Die öffentliche Meinung

[40] Meine damalige Stimmung, soweit sie durch die »öffentliche Meinung«, für die sich die Berliner Presse auszugeben[40] liebt, beeinflußt war, bringt die Einleitung zu diesem Kataloge sehr deutlich zum Ausdruck. Weil ich die Mittel und Mittelchen, »eine gute Presse« zu haben, verschmähe, ist sich die Zeitungskritik mir gegenüber durch meine ganze öffentliche Tätigkeit stets gleichgeblieben, und auch meine Empfindung ihr gegenüber hat sich nicht geändert. Ich lasse deshalb einen Teil meiner Ausführungen hier folgen.

»Ein öffentliches Amt bekleiden, das einigermaßen in Sicht des Publikums ist – und wie sucht dieses schon hineinzulugen und sich hineinzumischen! – gehört heutzutage nicht zu den beneidenswerten Aufgaben. Ist dieses Amt ein solches, das gewissermaßen zum Nutzen und Frommen des Publikums verwaltet wird, so daß die Tätigkeit des Beamten unter seinen Augen sich vollzieht, so ist die stete Kontrolle des Publikums selbstverständlich. Dies gilt wohl für keinen Ort in Deutschland so sehr wie für die Reichshauptstadt, für die preußische Residenzstadt Berlin, dessen Publikum, in Opposition gegen einen allwissenden und allgegenwärtigen Bureaukratismus großgezogen, seine Freude und seine Aufgabe öffentlichen Dingen gegenüber in rücksichtsloser Negierung von allem sieht, was ›von oben herab‹ geschieht. In der Kunst versteht sich das von selbst, denn davon weiß ja doch jeder Gebildete soweit Bescheid – die Musik allenfalls ausgenommen, zu der ja eine gewisse Anlage und Vorbildung gehört. Um zu beurteilen, was in den Kunstsammlungen geschieht, ob die Anschaffungen für die Nationalgalerie, die Gemäldegalerie, die Skulpturensammlungen zu billigen sind oder nicht, dazu hat doch jeder Geschmack genug und kennt andere Kunstsammlungen zur Genüge. Auf Grund dieser unanfechtbaren Legitimation geht der Berliner Künstler nicht in die Museen. Er überläßt das seinen Damen, die Zeit dazu haben, und überläßt jene Kontrolle der ›Vertreterin des Publikums‹, der Presse.

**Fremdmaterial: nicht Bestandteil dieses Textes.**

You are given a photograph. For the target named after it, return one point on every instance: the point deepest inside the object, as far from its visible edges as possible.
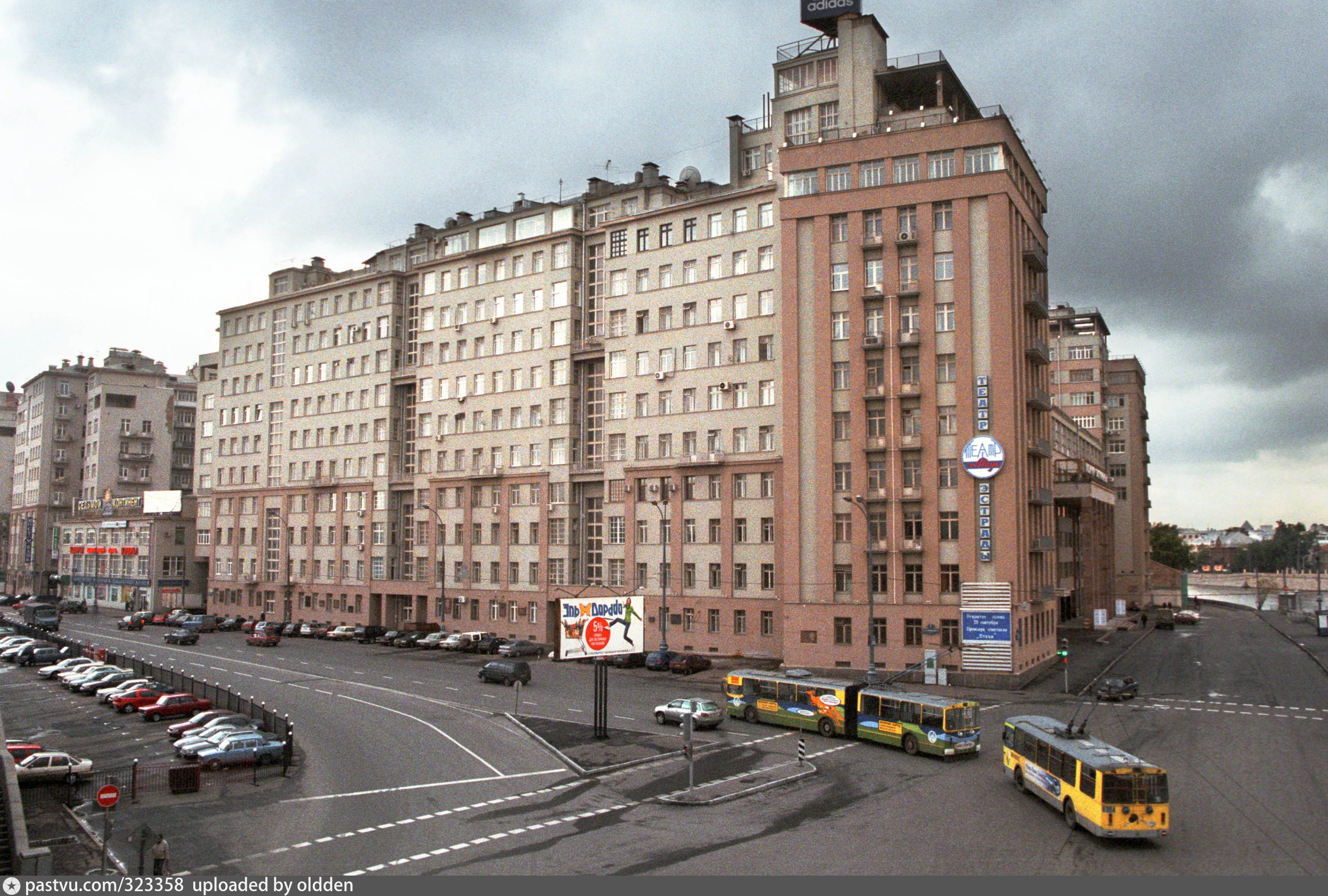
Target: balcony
(1039, 400)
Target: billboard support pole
(601, 700)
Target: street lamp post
(662, 506)
(443, 559)
(857, 501)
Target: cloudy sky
(160, 158)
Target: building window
(913, 632)
(844, 630)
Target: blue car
(242, 749)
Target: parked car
(116, 677)
(209, 737)
(706, 713)
(180, 729)
(688, 664)
(216, 722)
(659, 660)
(520, 650)
(1115, 688)
(136, 698)
(242, 748)
(505, 672)
(40, 655)
(489, 644)
(64, 665)
(431, 642)
(51, 766)
(20, 750)
(174, 705)
(368, 634)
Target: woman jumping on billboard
(626, 621)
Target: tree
(1168, 547)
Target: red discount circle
(597, 634)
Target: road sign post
(107, 797)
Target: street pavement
(411, 768)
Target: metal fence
(221, 696)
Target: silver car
(706, 713)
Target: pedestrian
(161, 857)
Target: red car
(136, 698)
(20, 750)
(180, 729)
(173, 705)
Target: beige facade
(678, 389)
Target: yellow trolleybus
(1094, 784)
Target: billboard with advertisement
(601, 627)
(984, 627)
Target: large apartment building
(747, 401)
(88, 435)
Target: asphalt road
(411, 770)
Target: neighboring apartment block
(748, 403)
(1104, 396)
(90, 435)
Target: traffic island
(576, 745)
(742, 785)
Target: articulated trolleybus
(1095, 785)
(913, 721)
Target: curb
(1302, 647)
(96, 838)
(674, 801)
(1112, 664)
(592, 773)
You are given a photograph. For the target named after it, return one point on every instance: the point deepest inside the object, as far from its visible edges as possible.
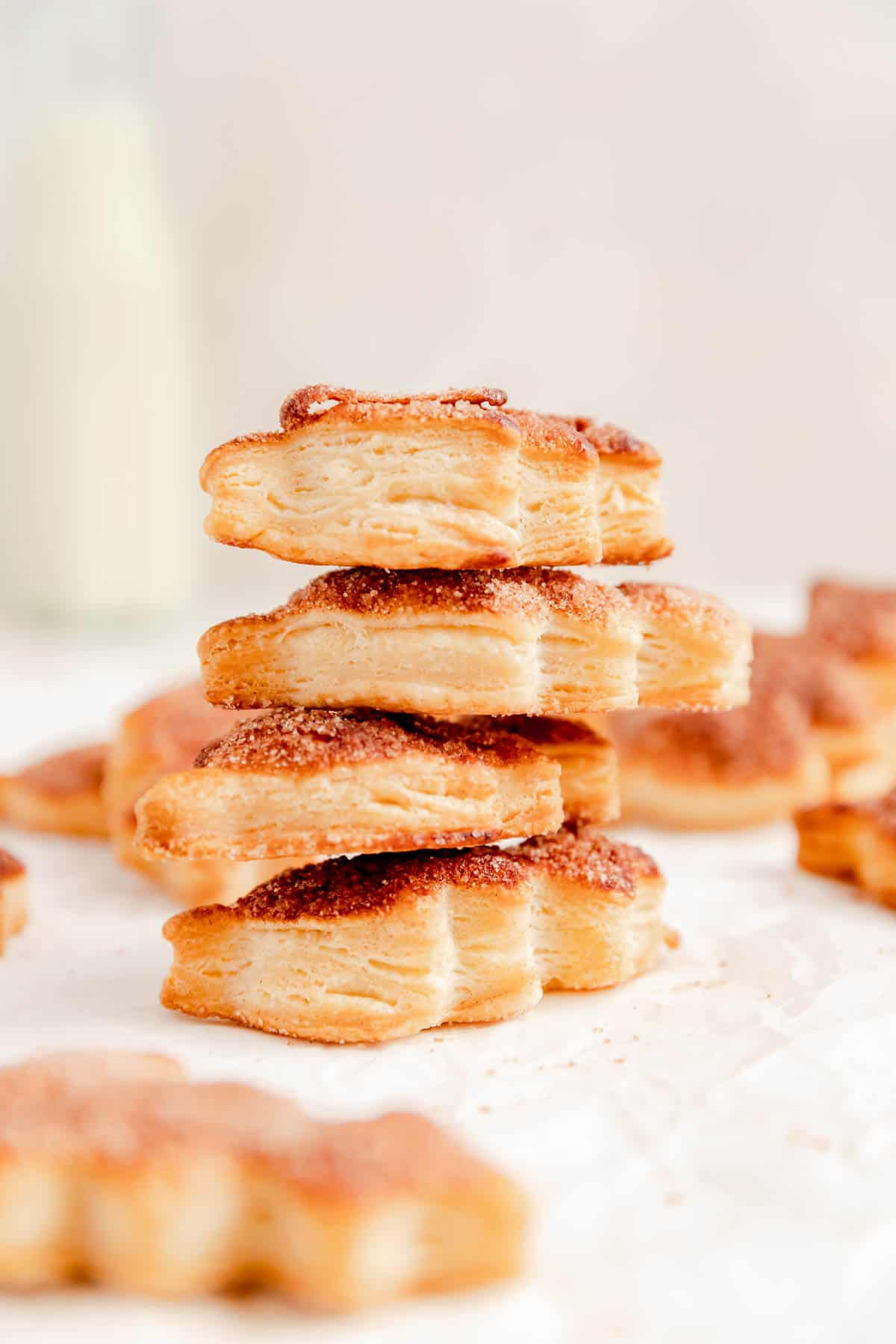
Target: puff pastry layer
(501, 641)
(856, 738)
(853, 841)
(586, 756)
(316, 783)
(383, 947)
(453, 480)
(60, 793)
(862, 624)
(156, 738)
(121, 1171)
(13, 897)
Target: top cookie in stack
(452, 511)
(450, 482)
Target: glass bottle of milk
(97, 484)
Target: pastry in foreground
(586, 756)
(158, 737)
(383, 947)
(632, 520)
(704, 772)
(60, 793)
(314, 783)
(853, 841)
(499, 641)
(860, 623)
(120, 1171)
(452, 480)
(13, 897)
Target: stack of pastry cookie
(398, 699)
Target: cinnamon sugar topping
(543, 732)
(527, 591)
(820, 678)
(582, 853)
(370, 885)
(859, 621)
(102, 1108)
(612, 441)
(768, 737)
(374, 885)
(882, 812)
(10, 866)
(293, 739)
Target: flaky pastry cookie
(862, 624)
(60, 793)
(500, 641)
(316, 783)
(845, 725)
(453, 480)
(703, 772)
(382, 947)
(586, 756)
(13, 897)
(632, 523)
(158, 738)
(853, 841)
(119, 1169)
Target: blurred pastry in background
(156, 738)
(719, 772)
(852, 841)
(810, 732)
(860, 623)
(60, 793)
(13, 897)
(308, 784)
(121, 1171)
(452, 480)
(388, 945)
(856, 738)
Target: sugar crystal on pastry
(120, 1171)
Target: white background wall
(676, 215)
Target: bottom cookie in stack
(382, 947)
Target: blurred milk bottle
(99, 470)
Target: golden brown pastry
(632, 523)
(316, 783)
(156, 738)
(501, 641)
(60, 793)
(454, 480)
(382, 947)
(706, 772)
(13, 897)
(860, 623)
(586, 756)
(120, 1171)
(845, 725)
(853, 841)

Vor zwei oder drei Jahrzehnten wurde das Kunstfeuilleton der Berliner Blätter in der Regel nur durch den einen oder anderen gescheiterten Künstler bedient, und was man über die Museen, was man namentlich über die Gemäldegalerie hörte, waren meist[41] Schmerzensschreie über ›falsche‹ Bilder, die gekauft, oder Entrüstungsschreie über Dutzende von Bildern, die total verputzt oder übermalt sein sollten. Seit fast zwanzig Jahren ist es mit der Leitung des Kunstfeuilletons allmählich anders geworden. Wenn auch heute noch fast alle Berliner Zeitungen das tägliche Feuilleton notdürftig und kritiklos zusammenstoppeln, so daß man über die wichtigsten Vorgänge oft nichts erfährt, während die fettesten Enten durch alle Zeitungen gehen, so leiten und leitern doch jetzt ›Kunstgelehrte‹, wohl gar solche, die auch eine Zeitlang an diesem oder jenem Museum probeweise beschäftigt waren, die Mehrzahl der Berliner Zeitungen. Ja, aus dem Kunstfeuilleton haben sich sogar einzelne dieser Herren zur Direktion der Sammlungen hinaufgearbeitet. Soweit diese letzteren nicht in Betracht kommen, werden die Museumsdirektoren von den gelehrten Feuilleton-Schreibern bald gerupft, bald geschnitten, bald mit jener Herablassung und weisen Beschränkung gelobt, die herabsetzender ist als Tadel.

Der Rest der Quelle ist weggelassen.